= Afghan Film Festival in Australia =

The Afghan film festival in Australia was established in 2019 as an annual showcase of Afghan cinema in Australia. It takes place in Canberra and is jointly hosted by the Embassy of the Islamic Republic of Afghanistan and the ANU Film Group, at the Australian National University.

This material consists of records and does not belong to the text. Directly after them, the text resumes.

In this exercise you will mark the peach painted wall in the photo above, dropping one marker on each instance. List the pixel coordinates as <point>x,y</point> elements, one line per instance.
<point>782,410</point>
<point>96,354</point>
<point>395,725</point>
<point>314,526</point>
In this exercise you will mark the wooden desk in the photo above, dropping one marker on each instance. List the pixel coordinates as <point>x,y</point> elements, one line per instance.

== 2019 First Afghan Film Festival ==
The inaugural Afghan film festival took place between the 15th and 21 November 2019 and was held at the ANU Kambri Precinct Cultural Centre. The festival was opened by Afghanistan’s Ambassador to Australia, Wahidullah Waissi. The Afghan Embassy’s co-hosting of the event was part of its commemoration of the 100th Anniversary of Afghan independence, and concurrently the 50th anniversary of official diplomatic relations with Australia. In attendance were diplomats, officials, Afghan filmmakers and ANU students. Numerous classic and contemporary Afghan films were screened, including many directed by Afghan women, as well as various documentaries about Afghanistan and Afghans in Australia.

=== Films Screened ===
- Hava, Maryam and Ayesha, 2019, directed by Sahraa Karimi.
- Begana, 1986, directed by Siddiq Barmak.
- Afghan Cameleers in Australia, 2014, directed by Fahim Hashimy.
- Osama, 2004, directed by Siddiq Barmak.
- What I Saw on the Roof of the World, 2019, directed by Parwiz Shamal.
- The Orphanage, 2019, directed by Shahrbanoo Sadat.
- A Letter to the President, 2017, directed by Roya Sadat.
- The Patience Stone, 2012, directed by Atiq Rahimi.
- Jirga, 2018, directed by Benjamin Gilmour.
- RocKabul, 2018, directed by Travis Beard.